Created on 11-03-201608:08 PM - edited 08-17-201908:33 AM
Starting My Hadoop Tools
NiFi can interface directly with Hive, HDFS, HBase, Flume and Phoenix. And I can also trigger Spark and Flink through Kafka and Site-To-Site. Sometimes I need to run some Pig scripts. Apache Pig is very stable and has a lot of functions and tools that make for some smart processing. You can easily augment and add this piece to a larger pipeline or part of the process.
Pig Setup
I like to use Ambari to install the HDP 2.5 clients on my NiFi box to have access to all the tools I may need.
Then I can just do:
yum install pig
Pig to Apache NiFi 1.0.0
ExecuteProcess
We call a shell script that wraps the Pig script.
Output of script is stored to HDFS: hdfs dfs -ls /nifi-logs
Shell Script
export JAVA_HOME=/opt/jdk1.8.0_101/
pig -x local -l /tmp/pig.log -f /opt/demo/pigscripts/test.pig
You can run in different Pig modes like local, mapreduce and tez.
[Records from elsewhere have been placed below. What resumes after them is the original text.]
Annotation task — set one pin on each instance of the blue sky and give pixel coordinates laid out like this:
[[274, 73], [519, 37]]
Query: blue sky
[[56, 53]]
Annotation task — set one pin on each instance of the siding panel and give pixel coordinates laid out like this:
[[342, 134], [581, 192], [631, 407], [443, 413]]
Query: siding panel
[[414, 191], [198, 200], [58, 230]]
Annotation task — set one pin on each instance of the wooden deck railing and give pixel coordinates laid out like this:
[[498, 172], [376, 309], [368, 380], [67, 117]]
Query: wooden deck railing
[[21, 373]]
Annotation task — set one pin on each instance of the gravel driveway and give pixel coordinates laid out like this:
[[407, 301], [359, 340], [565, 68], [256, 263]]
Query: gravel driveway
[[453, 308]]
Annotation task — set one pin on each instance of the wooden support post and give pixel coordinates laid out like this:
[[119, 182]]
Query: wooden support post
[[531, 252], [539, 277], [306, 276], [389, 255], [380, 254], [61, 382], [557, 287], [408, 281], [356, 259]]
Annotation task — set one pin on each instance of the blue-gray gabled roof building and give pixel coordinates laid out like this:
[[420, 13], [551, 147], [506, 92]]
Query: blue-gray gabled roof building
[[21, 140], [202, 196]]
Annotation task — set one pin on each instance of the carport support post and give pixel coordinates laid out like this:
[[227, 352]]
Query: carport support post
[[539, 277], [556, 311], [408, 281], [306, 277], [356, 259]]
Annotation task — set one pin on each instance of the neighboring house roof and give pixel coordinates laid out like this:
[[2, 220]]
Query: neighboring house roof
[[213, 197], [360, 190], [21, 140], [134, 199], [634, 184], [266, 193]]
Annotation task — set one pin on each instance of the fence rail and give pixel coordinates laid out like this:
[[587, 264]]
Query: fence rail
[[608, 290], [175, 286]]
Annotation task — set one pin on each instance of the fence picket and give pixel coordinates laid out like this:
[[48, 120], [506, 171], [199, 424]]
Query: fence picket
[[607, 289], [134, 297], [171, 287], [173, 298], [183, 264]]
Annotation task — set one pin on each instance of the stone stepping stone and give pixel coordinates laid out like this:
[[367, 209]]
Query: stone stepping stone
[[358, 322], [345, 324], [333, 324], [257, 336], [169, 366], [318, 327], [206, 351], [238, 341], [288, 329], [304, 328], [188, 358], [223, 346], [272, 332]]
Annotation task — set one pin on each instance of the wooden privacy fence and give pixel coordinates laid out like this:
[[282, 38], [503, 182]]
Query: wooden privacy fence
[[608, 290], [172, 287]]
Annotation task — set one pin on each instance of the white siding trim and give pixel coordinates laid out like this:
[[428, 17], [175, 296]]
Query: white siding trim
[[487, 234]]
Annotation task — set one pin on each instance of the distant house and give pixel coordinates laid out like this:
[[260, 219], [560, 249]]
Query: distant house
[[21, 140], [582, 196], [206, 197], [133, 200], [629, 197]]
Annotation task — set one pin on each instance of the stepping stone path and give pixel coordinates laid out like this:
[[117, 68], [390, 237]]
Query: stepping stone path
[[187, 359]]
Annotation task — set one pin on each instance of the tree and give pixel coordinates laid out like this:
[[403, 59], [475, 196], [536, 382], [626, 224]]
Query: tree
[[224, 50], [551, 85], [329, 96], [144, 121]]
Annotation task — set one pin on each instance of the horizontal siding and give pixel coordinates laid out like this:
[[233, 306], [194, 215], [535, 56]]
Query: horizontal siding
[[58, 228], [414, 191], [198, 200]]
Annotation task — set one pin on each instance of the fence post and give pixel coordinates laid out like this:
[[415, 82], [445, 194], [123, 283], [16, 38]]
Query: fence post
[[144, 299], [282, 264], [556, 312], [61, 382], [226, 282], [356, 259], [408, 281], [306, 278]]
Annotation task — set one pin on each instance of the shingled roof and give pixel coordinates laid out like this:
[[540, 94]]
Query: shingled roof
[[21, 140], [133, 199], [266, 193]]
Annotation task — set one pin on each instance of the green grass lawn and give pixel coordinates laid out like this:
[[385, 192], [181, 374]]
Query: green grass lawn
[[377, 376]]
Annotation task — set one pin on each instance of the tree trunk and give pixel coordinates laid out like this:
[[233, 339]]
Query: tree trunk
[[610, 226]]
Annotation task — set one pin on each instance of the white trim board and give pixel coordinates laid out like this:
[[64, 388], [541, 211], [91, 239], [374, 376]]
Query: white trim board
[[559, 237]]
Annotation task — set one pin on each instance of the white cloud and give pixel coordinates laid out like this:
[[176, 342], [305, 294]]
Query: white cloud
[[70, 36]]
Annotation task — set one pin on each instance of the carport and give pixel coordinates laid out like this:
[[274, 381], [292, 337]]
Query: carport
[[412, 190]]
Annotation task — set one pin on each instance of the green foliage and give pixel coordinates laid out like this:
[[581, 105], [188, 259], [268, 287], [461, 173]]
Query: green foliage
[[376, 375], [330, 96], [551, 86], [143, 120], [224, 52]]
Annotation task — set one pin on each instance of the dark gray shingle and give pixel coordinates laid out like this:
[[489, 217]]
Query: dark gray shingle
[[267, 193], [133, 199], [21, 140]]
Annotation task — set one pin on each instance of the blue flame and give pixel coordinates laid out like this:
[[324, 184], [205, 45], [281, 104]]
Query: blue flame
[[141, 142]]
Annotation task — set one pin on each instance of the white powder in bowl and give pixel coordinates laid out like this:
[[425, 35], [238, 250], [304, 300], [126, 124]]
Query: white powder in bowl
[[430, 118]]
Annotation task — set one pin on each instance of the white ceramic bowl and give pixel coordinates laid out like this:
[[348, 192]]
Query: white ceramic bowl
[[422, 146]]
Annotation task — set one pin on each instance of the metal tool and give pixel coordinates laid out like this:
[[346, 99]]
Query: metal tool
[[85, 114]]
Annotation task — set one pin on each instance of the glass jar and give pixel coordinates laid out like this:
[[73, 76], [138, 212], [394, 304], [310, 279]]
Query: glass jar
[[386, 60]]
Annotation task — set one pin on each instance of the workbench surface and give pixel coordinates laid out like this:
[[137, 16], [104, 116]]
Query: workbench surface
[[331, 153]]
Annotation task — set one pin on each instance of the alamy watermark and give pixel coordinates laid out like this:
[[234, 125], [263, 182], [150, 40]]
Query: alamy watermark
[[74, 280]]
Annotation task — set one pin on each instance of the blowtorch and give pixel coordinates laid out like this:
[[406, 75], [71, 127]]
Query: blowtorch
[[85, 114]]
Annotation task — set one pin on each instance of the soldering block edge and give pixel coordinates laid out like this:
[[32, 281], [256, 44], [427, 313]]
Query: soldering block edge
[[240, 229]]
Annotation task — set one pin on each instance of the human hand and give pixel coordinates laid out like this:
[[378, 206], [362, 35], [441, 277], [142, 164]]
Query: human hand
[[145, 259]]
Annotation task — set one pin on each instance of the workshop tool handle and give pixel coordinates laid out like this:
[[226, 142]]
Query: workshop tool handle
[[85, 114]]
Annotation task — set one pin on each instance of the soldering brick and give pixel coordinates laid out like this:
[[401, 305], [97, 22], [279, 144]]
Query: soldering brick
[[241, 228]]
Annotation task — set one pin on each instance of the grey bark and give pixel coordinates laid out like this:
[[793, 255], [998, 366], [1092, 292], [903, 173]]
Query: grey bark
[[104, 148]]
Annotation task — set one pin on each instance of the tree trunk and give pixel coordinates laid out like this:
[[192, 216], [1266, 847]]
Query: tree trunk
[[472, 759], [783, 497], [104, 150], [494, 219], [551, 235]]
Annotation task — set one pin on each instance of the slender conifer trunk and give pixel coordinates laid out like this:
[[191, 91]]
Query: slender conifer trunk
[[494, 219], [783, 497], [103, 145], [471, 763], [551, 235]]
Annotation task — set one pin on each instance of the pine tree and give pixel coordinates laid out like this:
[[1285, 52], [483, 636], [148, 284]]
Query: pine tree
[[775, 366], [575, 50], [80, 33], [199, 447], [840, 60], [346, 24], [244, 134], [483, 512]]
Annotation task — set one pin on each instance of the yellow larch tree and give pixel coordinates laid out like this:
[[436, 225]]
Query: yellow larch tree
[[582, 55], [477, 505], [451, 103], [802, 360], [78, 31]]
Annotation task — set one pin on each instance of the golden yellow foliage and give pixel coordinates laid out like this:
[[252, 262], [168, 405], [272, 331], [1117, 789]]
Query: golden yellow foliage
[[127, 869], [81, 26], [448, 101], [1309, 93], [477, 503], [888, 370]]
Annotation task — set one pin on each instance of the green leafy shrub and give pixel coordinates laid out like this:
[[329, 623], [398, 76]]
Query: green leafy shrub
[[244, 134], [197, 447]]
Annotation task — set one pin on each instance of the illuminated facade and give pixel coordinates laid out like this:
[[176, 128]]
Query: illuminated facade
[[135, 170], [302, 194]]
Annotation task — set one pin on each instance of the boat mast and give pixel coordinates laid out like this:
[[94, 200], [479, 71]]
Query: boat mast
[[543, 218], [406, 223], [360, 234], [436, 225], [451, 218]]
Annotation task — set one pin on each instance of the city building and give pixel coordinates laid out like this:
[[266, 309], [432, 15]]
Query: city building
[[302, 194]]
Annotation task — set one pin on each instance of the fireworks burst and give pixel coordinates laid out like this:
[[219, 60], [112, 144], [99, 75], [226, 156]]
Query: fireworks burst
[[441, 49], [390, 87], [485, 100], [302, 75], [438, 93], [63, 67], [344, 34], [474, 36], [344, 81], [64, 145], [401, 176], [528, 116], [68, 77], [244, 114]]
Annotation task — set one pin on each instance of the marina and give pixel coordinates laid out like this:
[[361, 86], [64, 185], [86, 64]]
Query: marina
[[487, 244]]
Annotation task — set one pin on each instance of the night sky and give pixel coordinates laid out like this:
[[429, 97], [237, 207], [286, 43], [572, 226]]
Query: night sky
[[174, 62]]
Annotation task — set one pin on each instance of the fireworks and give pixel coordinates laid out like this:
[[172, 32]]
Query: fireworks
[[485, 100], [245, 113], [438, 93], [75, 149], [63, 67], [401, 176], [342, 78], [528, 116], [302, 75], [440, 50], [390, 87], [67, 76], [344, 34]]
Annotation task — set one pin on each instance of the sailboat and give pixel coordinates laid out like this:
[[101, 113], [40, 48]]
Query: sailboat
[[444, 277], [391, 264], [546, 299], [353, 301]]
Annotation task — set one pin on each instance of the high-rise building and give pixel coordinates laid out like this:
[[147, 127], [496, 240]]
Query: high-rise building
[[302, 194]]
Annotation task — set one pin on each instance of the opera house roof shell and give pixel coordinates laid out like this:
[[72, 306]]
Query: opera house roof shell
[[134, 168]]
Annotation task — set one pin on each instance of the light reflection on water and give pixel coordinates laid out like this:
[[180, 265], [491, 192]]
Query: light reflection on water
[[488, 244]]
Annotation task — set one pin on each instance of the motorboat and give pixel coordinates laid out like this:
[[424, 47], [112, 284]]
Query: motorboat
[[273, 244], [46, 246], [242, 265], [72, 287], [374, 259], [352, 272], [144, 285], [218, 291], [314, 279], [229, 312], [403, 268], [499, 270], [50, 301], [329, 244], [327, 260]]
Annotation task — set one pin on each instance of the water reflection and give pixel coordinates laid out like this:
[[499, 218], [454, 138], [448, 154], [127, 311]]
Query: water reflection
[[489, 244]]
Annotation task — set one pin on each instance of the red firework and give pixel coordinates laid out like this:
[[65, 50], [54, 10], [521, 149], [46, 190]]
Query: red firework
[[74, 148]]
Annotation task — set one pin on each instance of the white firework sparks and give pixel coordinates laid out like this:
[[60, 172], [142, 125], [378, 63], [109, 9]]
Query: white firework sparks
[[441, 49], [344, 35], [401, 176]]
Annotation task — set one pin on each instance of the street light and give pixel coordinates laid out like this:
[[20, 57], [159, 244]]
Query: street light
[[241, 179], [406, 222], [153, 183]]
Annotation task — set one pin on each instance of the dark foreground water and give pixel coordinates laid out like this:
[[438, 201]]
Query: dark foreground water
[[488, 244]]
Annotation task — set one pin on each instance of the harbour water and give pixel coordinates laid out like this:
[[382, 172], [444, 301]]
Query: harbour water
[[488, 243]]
You can also pass in parameters or the script.
Pig Script
messages = LOAD '/opt/demo/HDF/centos7/tars/nifi/nifi-1.0.0.2.0.0.0-579/logs/nifi-app.log';
warns = FILTER messages BY $0 MATCHES '.*WARN+.*';
DUMP warns
store warns into 'warns.out'
This is a basic example from the internet, with the NIFI 1.0 log used as the source.
As an aside, I run a daily script with the schedule 1 * * * * ? to clean up my logs.